Enhancing the efficiency of quantum annealing via reinforcement: A path-integral Monte Carlo simulation of the quantum reinforcement algorithm
This work addresses the challenge of enhancing quantum annealing for constraint satisfaction problems, but it is incremental as it builds on existing methods with limited problem sizes.
The paper tackled the problem of improving quantum annealing efficiency by introducing a quantum reinforcement algorithm, which increased the success probability of finding solutions to XORSAT problems near the phase transition, with results suggesting significant enhancement in small-scale simulations.

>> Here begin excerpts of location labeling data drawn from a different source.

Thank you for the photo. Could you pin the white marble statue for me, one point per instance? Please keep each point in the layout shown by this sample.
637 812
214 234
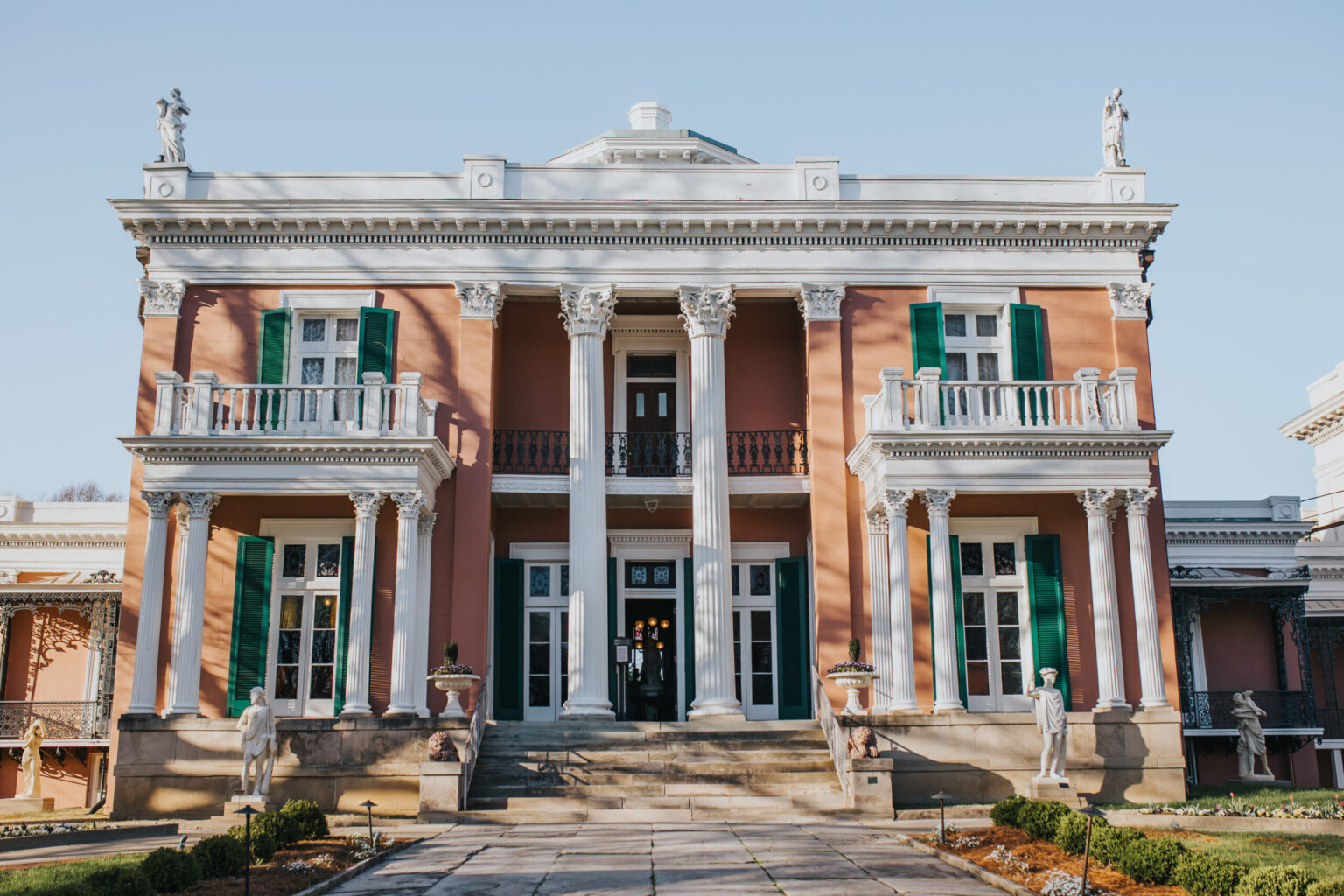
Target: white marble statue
171 127
1113 130
260 743
1250 742
32 762
1053 722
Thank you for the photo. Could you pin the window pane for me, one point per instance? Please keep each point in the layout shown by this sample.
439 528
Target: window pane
972 559
328 559
956 366
293 562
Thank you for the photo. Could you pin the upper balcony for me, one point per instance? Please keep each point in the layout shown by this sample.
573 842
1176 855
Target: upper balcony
245 437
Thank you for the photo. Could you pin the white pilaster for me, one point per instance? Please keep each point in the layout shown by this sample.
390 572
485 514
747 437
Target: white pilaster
190 614
947 688
1110 675
588 315
405 607
360 605
902 626
144 684
706 312
1145 599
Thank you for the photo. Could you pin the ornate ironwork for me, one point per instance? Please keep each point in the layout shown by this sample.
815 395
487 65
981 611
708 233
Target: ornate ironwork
767 453
531 452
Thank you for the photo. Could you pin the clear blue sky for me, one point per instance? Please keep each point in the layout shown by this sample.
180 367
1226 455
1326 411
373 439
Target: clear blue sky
1236 115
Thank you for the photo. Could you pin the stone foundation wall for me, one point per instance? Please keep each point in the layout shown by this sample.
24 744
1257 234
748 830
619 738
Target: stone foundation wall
188 767
983 758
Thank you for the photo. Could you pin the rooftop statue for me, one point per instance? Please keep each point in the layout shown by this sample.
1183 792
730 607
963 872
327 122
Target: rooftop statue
171 125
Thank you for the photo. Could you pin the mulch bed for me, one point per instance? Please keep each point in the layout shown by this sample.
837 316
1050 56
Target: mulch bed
1040 858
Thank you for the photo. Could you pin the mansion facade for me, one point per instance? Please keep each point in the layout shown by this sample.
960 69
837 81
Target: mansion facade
734 414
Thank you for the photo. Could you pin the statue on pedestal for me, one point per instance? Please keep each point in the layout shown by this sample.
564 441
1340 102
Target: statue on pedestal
260 743
1053 723
32 762
1250 737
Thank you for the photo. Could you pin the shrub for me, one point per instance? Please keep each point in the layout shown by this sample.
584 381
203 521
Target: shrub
1201 875
1004 813
220 856
1274 880
311 820
170 870
1151 860
1040 820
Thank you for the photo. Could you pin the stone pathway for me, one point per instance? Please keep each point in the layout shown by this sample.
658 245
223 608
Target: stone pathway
666 858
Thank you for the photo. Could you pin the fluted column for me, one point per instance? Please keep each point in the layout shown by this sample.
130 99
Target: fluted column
420 665
144 682
190 615
947 690
1145 599
706 315
1110 675
588 313
879 607
902 626
405 606
360 605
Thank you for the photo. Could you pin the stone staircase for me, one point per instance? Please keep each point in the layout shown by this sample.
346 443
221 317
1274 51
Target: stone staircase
654 771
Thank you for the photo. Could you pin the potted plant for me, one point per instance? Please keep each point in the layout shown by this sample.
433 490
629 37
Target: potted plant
453 677
854 676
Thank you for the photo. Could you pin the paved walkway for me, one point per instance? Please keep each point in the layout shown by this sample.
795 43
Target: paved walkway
664 858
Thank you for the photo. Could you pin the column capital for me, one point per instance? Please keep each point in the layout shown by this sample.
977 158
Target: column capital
162 298
820 301
1136 500
160 502
1097 501
588 311
706 309
368 502
481 301
1130 301
938 501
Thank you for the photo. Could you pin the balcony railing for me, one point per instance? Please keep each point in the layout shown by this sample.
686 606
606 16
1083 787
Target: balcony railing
63 719
1283 710
210 407
1085 403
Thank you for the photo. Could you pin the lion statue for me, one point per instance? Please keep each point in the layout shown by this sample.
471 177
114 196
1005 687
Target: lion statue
863 743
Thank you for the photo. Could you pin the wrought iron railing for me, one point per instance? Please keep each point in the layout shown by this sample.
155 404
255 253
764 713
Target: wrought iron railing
63 719
533 452
1283 710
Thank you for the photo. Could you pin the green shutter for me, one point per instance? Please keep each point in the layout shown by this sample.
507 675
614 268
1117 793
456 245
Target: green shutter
347 578
792 632
376 348
508 640
957 614
1048 632
252 621
689 627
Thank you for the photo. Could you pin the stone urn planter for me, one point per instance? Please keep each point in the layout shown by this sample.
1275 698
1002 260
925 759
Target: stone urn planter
453 682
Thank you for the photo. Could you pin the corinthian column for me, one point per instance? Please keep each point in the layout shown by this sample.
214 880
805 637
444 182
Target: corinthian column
947 688
588 313
360 604
1145 599
706 315
1110 675
406 595
190 614
902 627
144 682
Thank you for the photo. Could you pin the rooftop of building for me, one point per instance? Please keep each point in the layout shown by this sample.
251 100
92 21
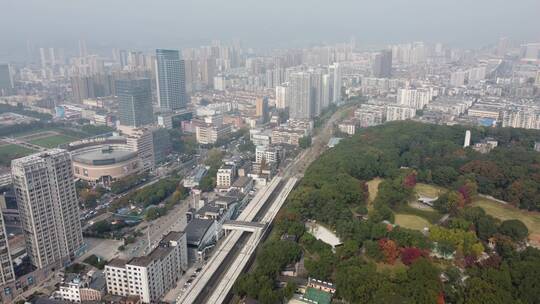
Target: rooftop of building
196 230
116 262
317 296
105 155
242 181
209 208
158 253
173 236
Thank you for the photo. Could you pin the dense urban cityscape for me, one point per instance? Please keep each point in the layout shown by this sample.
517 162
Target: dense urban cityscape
333 172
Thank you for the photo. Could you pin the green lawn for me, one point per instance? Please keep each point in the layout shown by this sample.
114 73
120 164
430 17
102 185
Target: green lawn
52 141
428 190
373 189
411 221
10 152
507 212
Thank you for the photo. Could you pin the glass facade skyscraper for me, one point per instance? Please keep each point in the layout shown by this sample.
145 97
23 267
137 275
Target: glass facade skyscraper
171 80
6 83
135 102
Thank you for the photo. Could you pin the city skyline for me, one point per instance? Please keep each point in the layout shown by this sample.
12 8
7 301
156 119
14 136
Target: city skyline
264 24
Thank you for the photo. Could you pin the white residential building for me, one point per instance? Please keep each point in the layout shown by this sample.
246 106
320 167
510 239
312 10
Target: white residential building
48 206
269 154
399 112
415 98
6 266
348 127
150 277
281 96
225 176
142 141
210 134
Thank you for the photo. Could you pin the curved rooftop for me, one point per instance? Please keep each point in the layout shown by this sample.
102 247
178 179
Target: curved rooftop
105 155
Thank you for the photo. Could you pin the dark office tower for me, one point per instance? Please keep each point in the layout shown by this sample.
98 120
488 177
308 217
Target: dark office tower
171 80
6 83
82 87
135 102
382 64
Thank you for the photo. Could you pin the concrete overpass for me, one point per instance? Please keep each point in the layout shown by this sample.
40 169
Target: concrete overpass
229 260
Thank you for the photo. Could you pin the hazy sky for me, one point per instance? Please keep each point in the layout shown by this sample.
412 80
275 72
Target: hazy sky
176 23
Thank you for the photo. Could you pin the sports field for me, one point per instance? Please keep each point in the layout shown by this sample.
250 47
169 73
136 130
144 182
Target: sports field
12 151
52 141
411 221
507 212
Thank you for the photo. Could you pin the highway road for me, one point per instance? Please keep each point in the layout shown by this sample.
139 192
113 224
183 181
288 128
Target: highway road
230 259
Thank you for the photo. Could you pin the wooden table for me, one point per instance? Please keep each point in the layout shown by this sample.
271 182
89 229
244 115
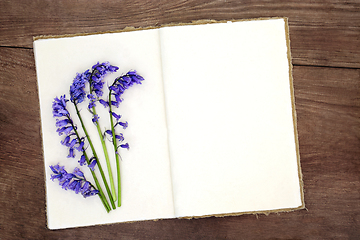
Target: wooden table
325 45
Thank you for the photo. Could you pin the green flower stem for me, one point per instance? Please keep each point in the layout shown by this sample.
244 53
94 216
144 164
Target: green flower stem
95 155
115 150
112 185
101 193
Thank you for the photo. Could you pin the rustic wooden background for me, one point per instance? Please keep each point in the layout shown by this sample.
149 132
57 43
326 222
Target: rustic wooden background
325 45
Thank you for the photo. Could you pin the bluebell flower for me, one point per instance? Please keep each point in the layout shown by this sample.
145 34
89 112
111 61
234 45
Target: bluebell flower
92 164
99 71
74 181
119 136
95 118
121 84
66 126
77 89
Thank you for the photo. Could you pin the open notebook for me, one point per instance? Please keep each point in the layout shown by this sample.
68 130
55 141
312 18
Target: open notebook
212 129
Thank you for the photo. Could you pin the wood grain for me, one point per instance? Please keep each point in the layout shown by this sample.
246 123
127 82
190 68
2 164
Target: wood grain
327 101
323 33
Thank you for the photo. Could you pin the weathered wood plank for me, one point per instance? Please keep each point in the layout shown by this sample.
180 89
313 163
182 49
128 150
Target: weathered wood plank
324 33
327 102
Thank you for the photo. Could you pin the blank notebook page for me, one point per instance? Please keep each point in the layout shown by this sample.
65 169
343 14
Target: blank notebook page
230 119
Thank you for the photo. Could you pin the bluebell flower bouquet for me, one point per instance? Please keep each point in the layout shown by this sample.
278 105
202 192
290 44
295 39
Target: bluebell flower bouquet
87 88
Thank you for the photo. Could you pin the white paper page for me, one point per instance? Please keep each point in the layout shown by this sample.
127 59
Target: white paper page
229 115
145 170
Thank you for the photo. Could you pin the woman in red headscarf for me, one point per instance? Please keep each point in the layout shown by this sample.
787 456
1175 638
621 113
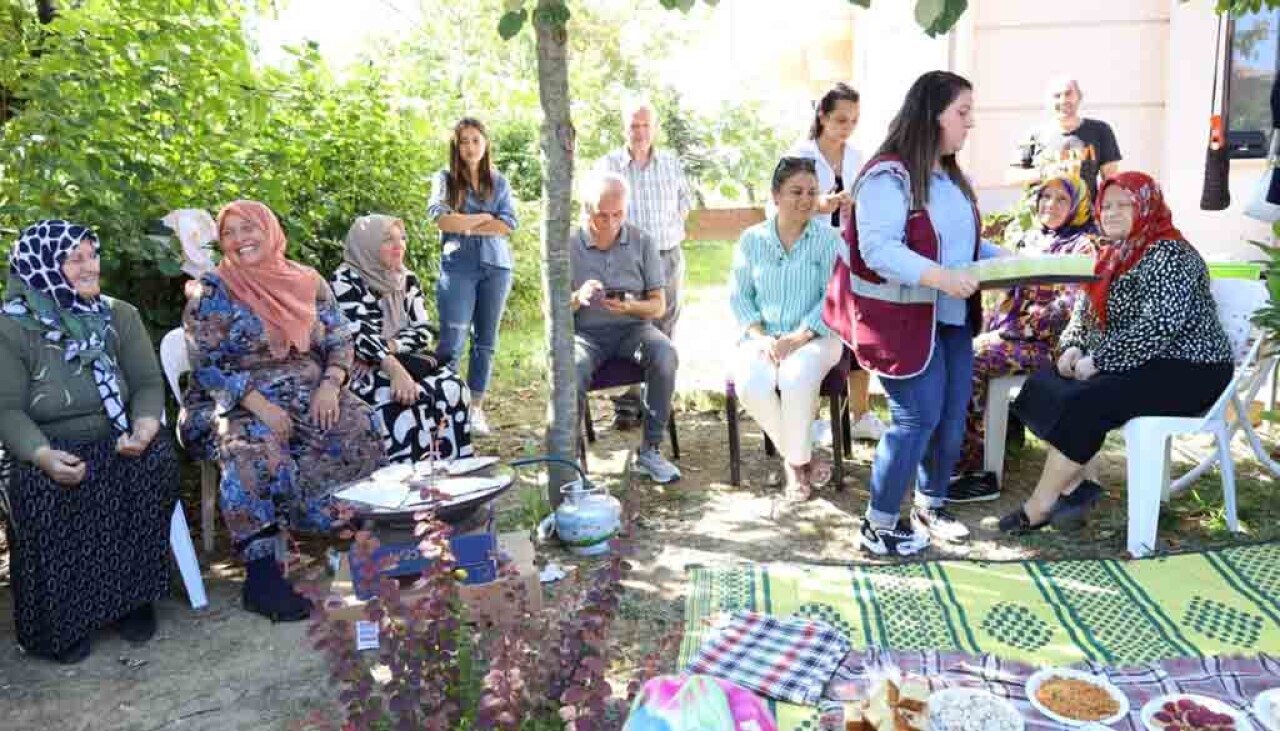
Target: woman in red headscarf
1144 341
272 351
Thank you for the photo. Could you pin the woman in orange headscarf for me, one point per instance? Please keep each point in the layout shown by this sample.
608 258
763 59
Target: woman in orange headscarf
1144 341
272 350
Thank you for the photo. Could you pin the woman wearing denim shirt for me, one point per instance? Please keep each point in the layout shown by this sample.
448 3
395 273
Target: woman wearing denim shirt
471 204
917 168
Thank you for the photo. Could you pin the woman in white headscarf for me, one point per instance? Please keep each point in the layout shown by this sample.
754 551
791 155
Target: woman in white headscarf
421 403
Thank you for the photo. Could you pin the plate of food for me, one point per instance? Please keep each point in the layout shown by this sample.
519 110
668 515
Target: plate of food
1189 712
1075 698
970 709
1266 707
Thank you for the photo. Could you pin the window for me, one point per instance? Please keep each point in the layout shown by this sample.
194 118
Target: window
1251 72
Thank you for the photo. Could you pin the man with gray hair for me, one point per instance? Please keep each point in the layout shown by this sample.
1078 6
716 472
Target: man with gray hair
659 202
618 296
1072 144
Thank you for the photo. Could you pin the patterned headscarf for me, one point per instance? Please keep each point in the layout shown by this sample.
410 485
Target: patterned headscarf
1152 222
280 292
362 252
41 298
1080 220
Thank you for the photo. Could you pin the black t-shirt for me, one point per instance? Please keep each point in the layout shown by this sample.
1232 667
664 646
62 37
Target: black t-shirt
836 188
1082 151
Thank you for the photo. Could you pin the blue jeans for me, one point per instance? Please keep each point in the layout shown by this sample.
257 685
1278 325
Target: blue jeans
470 297
927 434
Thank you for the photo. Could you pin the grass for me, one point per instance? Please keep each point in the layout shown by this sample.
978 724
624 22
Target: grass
707 264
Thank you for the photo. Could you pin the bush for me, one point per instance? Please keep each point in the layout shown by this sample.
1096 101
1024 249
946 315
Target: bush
544 671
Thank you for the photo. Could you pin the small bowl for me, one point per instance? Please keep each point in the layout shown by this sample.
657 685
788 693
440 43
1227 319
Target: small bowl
961 693
1040 677
1266 707
1214 704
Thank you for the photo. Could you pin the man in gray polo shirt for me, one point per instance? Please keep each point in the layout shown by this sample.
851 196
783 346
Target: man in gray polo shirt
617 298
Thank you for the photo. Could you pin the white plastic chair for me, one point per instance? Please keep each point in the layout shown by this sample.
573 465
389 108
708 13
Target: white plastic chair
176 361
1147 438
1000 393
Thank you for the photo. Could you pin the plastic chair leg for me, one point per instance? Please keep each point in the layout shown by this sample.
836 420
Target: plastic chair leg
839 437
996 423
1223 434
208 505
1143 485
735 444
184 553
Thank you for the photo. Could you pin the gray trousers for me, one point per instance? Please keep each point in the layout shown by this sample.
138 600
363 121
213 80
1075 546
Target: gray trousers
644 345
673 273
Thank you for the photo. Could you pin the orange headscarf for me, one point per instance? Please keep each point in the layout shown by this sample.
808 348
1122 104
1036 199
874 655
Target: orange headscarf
1152 222
280 292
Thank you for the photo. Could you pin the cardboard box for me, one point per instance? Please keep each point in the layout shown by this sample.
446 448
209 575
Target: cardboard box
487 603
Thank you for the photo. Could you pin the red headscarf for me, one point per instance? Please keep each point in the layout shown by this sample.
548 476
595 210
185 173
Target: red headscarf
280 292
1152 222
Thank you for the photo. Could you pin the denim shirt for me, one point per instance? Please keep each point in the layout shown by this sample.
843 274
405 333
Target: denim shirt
471 250
882 204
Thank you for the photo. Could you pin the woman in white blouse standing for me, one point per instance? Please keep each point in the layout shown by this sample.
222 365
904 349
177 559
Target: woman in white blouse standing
837 164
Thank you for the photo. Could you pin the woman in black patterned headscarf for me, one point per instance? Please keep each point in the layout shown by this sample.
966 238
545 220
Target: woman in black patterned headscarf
92 476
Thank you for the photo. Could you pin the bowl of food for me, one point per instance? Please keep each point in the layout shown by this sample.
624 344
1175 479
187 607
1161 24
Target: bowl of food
1266 707
1075 698
1189 712
970 709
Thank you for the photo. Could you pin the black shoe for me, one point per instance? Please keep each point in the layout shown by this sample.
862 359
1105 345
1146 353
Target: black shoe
266 592
77 652
899 540
138 625
973 488
940 524
1073 510
1018 522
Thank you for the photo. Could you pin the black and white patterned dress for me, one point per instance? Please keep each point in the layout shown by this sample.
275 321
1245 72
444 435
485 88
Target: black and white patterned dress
407 430
1164 352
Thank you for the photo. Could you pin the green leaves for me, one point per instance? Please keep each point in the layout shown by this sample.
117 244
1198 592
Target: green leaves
511 23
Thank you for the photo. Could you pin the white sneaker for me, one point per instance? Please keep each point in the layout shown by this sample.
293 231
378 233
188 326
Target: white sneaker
821 433
479 424
869 428
649 461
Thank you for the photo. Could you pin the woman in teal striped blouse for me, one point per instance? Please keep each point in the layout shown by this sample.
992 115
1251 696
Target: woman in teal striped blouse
776 289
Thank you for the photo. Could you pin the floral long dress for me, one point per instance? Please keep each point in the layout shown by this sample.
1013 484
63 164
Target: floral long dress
1019 337
443 398
270 483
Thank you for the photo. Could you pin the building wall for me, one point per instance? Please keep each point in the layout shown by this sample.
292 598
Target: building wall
1146 67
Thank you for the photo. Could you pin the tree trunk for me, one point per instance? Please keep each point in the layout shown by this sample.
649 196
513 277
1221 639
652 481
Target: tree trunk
557 138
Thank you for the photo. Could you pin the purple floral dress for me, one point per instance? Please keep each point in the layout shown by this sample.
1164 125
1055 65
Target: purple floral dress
1020 334
270 483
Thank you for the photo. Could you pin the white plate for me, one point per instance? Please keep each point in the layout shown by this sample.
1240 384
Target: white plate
393 474
1214 704
954 694
1034 681
1266 707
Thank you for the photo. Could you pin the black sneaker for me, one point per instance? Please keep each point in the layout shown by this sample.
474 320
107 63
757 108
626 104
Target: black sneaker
938 524
1073 510
897 540
973 488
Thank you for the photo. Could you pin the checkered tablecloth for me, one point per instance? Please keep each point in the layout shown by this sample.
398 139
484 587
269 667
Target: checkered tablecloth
1234 680
787 658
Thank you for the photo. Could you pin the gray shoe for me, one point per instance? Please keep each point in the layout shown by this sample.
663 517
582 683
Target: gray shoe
649 461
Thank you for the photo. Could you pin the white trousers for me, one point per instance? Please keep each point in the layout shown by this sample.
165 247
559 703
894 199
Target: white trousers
782 397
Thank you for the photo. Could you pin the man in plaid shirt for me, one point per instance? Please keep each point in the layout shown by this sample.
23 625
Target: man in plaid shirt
661 200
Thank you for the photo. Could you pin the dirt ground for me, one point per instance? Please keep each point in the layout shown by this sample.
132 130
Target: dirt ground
224 668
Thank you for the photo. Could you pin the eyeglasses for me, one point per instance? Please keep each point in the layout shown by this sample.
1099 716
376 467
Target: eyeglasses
791 164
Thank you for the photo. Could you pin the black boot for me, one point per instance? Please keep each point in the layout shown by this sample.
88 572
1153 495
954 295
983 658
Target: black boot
269 593
138 625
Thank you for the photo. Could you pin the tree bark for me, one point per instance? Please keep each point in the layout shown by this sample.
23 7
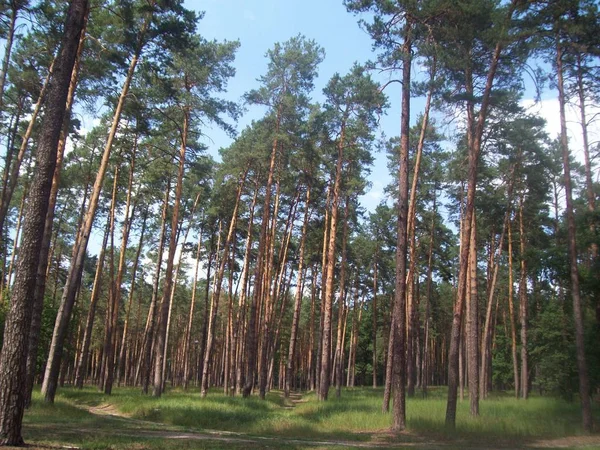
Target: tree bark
145 362
473 325
68 297
289 368
161 334
219 284
325 356
40 287
584 384
399 312
13 359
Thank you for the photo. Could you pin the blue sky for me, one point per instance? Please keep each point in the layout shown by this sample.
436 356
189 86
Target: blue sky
259 24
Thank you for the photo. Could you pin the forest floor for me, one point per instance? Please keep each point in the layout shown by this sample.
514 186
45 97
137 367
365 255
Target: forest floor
87 419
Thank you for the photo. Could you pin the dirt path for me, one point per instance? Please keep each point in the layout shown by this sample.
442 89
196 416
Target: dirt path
128 427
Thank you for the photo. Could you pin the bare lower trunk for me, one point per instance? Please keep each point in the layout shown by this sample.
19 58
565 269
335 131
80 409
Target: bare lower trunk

The standard quantum annealing algorithm tries to approach the ground state of a classical system by slowly decreasing the hopping rates of a quantum random walk in the configuration space of the problem, where the on-site energies are provided by the classical energy function. In a quantum reinforcement algorithm, the annealing works instead by increasing gradually the strength of the on-site energies according to the probability of finding the walker on each site of the configuration space. Here, by using the path-integral Monte Carlo simulations of the quantum algorithms, we show that annealing via reinforcement can significantly enhance the success probability of the quantum walker. More precisely, we implement a local version of the quantum reinforcement algorithm, where the system wave function is replaced by an approximate wave function using the local expectation values of the system. We use this algorithm to find solutions to a prototypical constraint satisfaction problem (XORSAT) close to the satisfiability to unsatisfiability phase transition. The study is limited to small problem sizes (a few hundreds of variables), nevertheless, the numerical results suggest that quantum reinforcement may provide a useful strategy to deal with other computationally hard problems and larger problem sizes even as a classical optimization algorithm.